How do the scale numbers look? In a scale test conducted by the DPM Product Group, continuous daily backups for three weeks (using virtualized DPM servers) were taken where the workload running inside each of the VMs was spread across multiple I/O profiles (SQL OLTP, Exchange, File Server, Video Streaming, and SQL Decision Support System). The guest operating system used for the protected VMs was Windows Server 2012 R2.

Scale testing with each DPM server protecting between 50 to 250 VMs was performed. DPM VMs were deployed in scale-out configuration to protect VMs from the same Hyper-V cluster nodes. Results were pivoted around the following criteria:

 Backup success rate per day This signifies the percentage of VMs having successful backups in a single day.

 Overall backup success rate This signifies overall percentage of successful backups across all VMs for a three-week duration.

More than 98 percent success was achieved for both the metrics. It also implies that there were more than 20,000 jobs that ran successfully during this three-week duration. The few errors encountered were due to known auto-recoverable failures, such as “Out of storage space” and “Retry-able VSS errors.”

Protecting Hyper-V over CSV
Hyper-V over CSV (backed by SAN) is the most predominant deployment where VMs are hosted on a Hyper-V cluster with CSV storage. There is no limit to the number of disks a Hyper-V cluster can be configured to use, which allows much flexibility in designing the storage architecture of Hyper-V host clusters. For backing up the VMs, the DPM agent is installed on each cluster node, and you get reliable backups at scale with the latest version of DPM 2012 R2. There are no more host-level volume snapshots; it calls guest-level VSS to get application-consistent backups. DPM supports express full backups and parallel backups.

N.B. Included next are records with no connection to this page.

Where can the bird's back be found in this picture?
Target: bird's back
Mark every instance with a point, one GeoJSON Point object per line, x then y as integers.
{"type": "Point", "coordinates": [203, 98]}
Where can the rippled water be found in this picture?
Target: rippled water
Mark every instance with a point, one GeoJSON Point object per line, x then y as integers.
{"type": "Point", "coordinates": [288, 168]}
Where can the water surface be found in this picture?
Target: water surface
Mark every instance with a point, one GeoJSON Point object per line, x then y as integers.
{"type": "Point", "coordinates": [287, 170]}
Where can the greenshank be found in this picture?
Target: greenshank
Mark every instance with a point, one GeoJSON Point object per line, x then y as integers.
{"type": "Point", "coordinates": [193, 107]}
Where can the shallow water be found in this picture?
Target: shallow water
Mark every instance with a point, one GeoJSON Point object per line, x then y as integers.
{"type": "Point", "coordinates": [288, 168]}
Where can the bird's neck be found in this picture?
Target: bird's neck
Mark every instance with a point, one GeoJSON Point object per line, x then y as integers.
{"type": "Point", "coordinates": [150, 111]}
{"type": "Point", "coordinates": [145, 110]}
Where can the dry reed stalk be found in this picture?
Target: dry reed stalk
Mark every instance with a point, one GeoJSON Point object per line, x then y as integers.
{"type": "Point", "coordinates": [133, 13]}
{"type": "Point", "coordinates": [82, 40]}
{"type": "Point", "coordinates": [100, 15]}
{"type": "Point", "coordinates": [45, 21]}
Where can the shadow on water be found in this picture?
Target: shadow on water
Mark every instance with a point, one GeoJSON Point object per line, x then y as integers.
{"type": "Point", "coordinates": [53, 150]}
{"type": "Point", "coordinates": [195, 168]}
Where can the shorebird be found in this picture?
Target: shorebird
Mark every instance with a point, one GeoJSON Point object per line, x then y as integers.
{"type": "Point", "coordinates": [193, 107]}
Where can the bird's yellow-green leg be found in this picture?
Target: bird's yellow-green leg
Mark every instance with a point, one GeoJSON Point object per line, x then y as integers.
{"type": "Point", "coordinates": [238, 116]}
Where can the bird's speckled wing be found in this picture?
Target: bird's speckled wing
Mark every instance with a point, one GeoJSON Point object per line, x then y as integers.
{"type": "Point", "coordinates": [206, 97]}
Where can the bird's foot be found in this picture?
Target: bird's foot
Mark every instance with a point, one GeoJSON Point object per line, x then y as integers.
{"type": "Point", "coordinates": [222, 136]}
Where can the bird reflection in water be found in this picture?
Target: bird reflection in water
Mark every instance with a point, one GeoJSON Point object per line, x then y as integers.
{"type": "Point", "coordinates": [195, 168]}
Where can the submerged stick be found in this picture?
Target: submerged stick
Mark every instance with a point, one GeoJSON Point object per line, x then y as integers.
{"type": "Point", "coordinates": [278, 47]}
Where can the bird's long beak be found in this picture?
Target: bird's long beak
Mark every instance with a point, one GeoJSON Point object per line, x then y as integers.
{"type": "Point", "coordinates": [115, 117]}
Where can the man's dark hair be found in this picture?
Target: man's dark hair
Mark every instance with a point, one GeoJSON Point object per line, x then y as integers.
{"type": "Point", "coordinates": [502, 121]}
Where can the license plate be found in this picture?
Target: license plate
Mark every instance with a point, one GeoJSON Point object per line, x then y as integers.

Now, consider the failure scenarios. What if the compute node goes down? All protected VMs on that host go into CC mode since the filter tracking is on that node. If there is a DPM VM on that host, all running jobs fail and are re-tried automatically. There is no impact on the jobs that have succeeded, and the jobs in queue continue to be in the queue even after the DPM VM moves to the new node in the cluster.